阮辞竭力调整呼吸,让自己冷静下来。
他对蛇,滑溜溜的蛇,抑或一切类蛇之物,没有抵御力。
腰畔被不知名的尾巴,隔着衣料轻点的两下,阮辞几近失控。
他头晕目眩,呼吸都被遏住了。
耳边声音变得聒噪,说着“喝醉了”、“有礼貌”......催眠一般的话,他甚至听不清。
压着他的阴暗生物,渐渐也察觉到他不对劲,低下头,伴着微凉呼吸贴近,在青年鼻唇间凑了凑。
它在探他鼻息。
有没有呼气。
“......”
“砰砰!”宿舍房门,忽地传来两下响动。
阮辞意识一震,四周景象如镜花水月,消失不见。
他再睁开眼,仍身处宿舍,人却不在床上,而是坐在近门的书桌前,无论是陆斯年还是阴暗生物,皆不见踪迹。
从副本支线剧情里退出来了......
反应过来的阮辞,扶额缓了会,笼罩在手掌阴影里的惨白嘴唇,抿成了一条冰冷僵硬的直线。
淦。
直播间重新出现画面,弹幕都在问发生了什么。
他们停留在陆斯年问完阮辞,为何来圣安学院。
作为npc,不像玩家主播与弹幕互动交流,观众只能自说自话,尽管如此,阮辞直播间黑了一会,热度仍旧不减反增。
180w热度扶摇直上,进入了npc排行榜前三十。
好奇点进来的路人观众,见镜头里青年,清丽绝伦的脸,乌黑睫羽浓密纤长,安静坐在桌前。
白炽灯下清瘦的侧影线条,如大师细笔精心进行勾勒而成,宛如一幅绝佳的水墨画。
他手指边,一盆盛开的栀子花,洁白花瓣凝着晶莹水珠。
隔着屏幕,仿佛都能闻到那抹浓郁迷人的香味。
霎时间,一众路人想也不想的嘲讽起来。
“......一看就是没有任何技能的花瓶npc。”
“npc排行榜已经堕落成这样了?有没有搞错,这种纯卖颜值的npc也能排到前三十?”
“用脚趾头都能猜到这副本什么心思,不走正道。”
“擦,这个叫阮明安的,何德何能排在《古墓》僵尸王后面?”
“踩踩踩,滚滚滚。”
阮辞直播间的观众,登时不乐意了,不甘示弱怼了回去。
“上榜怎么了?嫉妒啊,我阮宝没有任何外挂,副本没有赋予他任何技能!副本里随便哪个怪都能干掉他,已经够惨了,跟外娘养得差不多,这也能喷?”

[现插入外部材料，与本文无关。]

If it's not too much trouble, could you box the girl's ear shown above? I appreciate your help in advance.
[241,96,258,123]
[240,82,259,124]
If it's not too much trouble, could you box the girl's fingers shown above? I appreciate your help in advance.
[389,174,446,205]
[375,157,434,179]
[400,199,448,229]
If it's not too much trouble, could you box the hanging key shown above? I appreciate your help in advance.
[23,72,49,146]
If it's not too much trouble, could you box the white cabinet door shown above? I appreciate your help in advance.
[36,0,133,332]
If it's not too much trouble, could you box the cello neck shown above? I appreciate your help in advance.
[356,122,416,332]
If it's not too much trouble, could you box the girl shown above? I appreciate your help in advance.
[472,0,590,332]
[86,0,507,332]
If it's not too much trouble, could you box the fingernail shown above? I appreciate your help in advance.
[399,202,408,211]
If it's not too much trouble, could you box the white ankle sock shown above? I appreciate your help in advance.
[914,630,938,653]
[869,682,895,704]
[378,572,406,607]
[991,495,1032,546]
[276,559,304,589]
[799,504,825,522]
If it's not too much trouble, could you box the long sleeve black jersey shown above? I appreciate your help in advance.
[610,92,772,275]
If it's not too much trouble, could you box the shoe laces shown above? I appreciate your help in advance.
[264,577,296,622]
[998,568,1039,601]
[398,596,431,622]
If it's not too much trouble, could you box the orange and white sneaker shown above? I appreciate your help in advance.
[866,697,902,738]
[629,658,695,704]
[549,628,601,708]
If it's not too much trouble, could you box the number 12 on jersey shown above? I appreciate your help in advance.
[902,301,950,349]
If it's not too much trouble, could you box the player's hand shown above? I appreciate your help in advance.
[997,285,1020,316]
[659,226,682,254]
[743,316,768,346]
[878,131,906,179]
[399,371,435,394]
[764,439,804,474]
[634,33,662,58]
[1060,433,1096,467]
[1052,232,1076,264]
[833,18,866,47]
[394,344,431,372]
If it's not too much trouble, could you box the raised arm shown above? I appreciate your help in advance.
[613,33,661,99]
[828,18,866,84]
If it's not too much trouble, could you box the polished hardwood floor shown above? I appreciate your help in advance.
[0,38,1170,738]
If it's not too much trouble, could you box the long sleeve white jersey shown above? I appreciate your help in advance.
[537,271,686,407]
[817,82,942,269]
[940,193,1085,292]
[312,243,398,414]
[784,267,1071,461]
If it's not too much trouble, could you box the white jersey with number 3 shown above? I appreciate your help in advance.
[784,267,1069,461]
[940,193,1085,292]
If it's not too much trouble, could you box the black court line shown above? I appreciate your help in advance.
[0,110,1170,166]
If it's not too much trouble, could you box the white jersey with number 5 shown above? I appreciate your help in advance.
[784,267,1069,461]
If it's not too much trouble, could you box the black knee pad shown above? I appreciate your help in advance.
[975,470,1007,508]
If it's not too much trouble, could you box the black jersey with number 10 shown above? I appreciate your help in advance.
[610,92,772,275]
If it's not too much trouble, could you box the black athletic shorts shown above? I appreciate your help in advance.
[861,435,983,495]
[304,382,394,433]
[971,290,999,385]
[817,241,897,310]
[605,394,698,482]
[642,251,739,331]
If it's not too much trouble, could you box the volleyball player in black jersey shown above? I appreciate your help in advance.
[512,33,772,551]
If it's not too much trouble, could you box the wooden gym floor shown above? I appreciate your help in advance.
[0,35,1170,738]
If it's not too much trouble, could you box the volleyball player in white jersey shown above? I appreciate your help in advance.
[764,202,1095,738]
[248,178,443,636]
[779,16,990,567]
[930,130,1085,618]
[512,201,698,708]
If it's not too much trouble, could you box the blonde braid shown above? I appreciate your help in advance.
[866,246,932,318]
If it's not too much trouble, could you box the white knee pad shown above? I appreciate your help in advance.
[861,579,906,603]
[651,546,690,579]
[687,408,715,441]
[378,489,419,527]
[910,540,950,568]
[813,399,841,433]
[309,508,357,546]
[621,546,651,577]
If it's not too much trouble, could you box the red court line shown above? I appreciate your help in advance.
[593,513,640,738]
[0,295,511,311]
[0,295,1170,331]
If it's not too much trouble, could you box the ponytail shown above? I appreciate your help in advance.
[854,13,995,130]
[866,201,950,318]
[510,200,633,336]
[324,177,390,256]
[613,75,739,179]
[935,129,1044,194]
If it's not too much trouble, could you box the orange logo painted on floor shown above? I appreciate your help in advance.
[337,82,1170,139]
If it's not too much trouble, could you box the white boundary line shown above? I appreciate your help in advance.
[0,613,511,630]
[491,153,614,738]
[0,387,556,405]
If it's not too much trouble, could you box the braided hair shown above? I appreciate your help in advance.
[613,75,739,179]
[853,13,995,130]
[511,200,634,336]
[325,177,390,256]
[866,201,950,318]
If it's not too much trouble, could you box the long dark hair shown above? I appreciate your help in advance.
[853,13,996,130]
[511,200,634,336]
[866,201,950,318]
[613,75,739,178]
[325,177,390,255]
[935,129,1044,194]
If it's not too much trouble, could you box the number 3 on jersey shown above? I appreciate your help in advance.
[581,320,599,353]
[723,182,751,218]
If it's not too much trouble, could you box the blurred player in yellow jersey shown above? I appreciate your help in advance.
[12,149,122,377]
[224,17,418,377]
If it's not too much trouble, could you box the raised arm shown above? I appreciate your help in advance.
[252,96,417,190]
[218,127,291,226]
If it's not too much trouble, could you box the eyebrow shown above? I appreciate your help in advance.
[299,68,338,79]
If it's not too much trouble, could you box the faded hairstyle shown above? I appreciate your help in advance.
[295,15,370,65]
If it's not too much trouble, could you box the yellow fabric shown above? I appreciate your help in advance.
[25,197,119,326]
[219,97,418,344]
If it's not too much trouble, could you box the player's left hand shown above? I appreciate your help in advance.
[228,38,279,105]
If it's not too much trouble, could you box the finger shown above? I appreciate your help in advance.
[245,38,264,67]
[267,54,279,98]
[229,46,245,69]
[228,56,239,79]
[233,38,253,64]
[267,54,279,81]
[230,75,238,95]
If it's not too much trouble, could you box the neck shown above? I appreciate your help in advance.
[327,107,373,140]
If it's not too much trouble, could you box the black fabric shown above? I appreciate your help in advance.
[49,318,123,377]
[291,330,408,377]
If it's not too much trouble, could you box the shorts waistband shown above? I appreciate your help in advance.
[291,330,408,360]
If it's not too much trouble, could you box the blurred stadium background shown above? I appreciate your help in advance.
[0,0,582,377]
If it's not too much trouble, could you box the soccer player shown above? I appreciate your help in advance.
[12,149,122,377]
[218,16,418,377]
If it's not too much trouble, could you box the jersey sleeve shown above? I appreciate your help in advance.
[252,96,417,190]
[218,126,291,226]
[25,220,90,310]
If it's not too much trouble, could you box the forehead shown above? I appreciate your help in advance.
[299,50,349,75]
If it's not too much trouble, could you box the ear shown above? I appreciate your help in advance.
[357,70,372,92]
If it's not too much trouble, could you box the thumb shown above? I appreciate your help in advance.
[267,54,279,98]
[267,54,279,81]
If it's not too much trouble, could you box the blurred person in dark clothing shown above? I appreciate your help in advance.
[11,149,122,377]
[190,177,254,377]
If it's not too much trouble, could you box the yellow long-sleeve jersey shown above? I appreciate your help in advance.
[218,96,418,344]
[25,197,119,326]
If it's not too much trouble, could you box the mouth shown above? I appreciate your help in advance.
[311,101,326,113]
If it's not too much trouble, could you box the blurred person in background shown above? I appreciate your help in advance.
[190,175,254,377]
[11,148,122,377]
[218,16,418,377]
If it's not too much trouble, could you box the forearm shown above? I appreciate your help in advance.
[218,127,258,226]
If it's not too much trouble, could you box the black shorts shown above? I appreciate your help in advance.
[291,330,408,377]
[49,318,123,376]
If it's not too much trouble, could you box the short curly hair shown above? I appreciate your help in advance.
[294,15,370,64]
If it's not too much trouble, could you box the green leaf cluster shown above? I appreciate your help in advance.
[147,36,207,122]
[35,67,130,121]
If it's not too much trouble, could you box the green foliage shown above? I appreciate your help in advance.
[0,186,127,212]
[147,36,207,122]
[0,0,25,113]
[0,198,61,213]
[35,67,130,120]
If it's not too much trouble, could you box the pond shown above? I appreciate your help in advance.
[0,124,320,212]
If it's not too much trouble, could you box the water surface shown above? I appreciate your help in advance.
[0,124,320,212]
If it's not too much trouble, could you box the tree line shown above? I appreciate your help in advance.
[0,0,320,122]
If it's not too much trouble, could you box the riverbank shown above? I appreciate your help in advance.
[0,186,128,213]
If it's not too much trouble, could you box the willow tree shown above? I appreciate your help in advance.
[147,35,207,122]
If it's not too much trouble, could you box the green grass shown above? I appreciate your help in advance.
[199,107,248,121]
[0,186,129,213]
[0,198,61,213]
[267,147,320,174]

“就是,我还嫌榜上那些npc一个个挂逼,副本太浮亏咧,不及我们阮宝半点真实!”
“校草懂不懂!不懂闭嘴!这么会哔哔怎么不选你当校草!”
本随意吐槽踩击的一众路人,万万没想到,竟然冒出如此多维护的弹幕。
这年头,连npc都有真情实感粉了?
那还得了。
这叫阮明安的npc明显是业界毒瘤,浑身透着不良之风。
阮辞扶额的一会功夫,直播间大战了两百回合,愣是吵到热度又上了层台阶。
为他诞生出了第一批恨比爱长久的黑粉。
不过这是之后的事了。
此刻的阮辞,注意到桌架上摆放着一个相框。
是张瞧着比较久远的合照。
陆斯年与阮明安的。
两个十岁左右的小孩,站在升旗台下,穿着印有“榆山中学”的蓝白校服,站得近,看起来关系很好。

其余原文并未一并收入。